Borsani interpreta la Nato come arena in cui si esprime questo ordine. E’ certo che la “svolta del secondo Bush” ha messo in evidenza come esso non sia soltanto un veicolo della potenza Usa, o della relazione speciale Usa-Gran Bretagna. Senza la rielaborazione strategica bushiana (ingiustamente schiacciata sull’unilateralismo del primo mandato) non sarebbe stato possibile il ritorno dela Francia in seno alla Nato, ufficializzato nel 2007 e facilitato negli anni immediatamente precedenti dalla decisione americana di non sfruttare la crisi politico-militare della sfera di influenza francese in Africa. Dunque Parigi non fu affatto “punita”, secondo le intenzioni molto pubblicizzate in Europa di alcuni neoconservatori Usa, ma cooptata in un gioco diplomatico che aveva come posta in palio l’offerta di una resistenza all’ascesa delle terze potenze asiatiche.
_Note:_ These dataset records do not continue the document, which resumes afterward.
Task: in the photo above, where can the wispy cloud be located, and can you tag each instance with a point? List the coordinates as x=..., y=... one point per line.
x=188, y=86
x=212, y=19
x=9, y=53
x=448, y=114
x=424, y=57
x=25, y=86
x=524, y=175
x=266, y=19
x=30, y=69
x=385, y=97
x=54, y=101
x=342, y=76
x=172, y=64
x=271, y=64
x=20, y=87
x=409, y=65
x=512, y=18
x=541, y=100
Il duplice intervento in Afghanistan (ottobre 2001) e Iraq (marzo 2003) va dunque letto, sempre più, non come episodio di una crociata antiterroristica americana, ma come “guerra politica” classica, clausewitziana, di regolazione della bilancia energetico-politica nell’area più delicata per lo sviluppo delle terze potenze asiatiche.
Non è un caso che Borsani, seppure in nota, ponga in relazione questa evoluzione strategica del significato della guerra al terrorismo con l’emergere di crisi strutturali nel vicino estero russo (la rivoluzione arancione in Ucraina) e l’emergere di una preoccupazione europea per la sistemazione dell’Iran. Su quest’ultimo tema, che si presenta come attualissimo terreno di verifica dei rapporti di forza internazionali, l’idea che emerge dal libro di Borsani è quella di una posizione comune tra Europa e Stati Uniti anche nella scelta dei partner regionali (Israele, Turchia e Arabia Saudita). Si tratta di un’ipotesi che, se confermata nello sviluppo della crisi iraniana, darebbe alla guerra al terrorismo e ai regimi che lo sostengono il carattere di svolta cruciale a favore di un “ordine euroamericano” che dieci anni fa sembrava in crisi irreversibile. Sarà questo il prossimo capitolo che andrà scritto, in qualsiasi ricostruzione del Medio Oriente all’inizio del XXI secolo.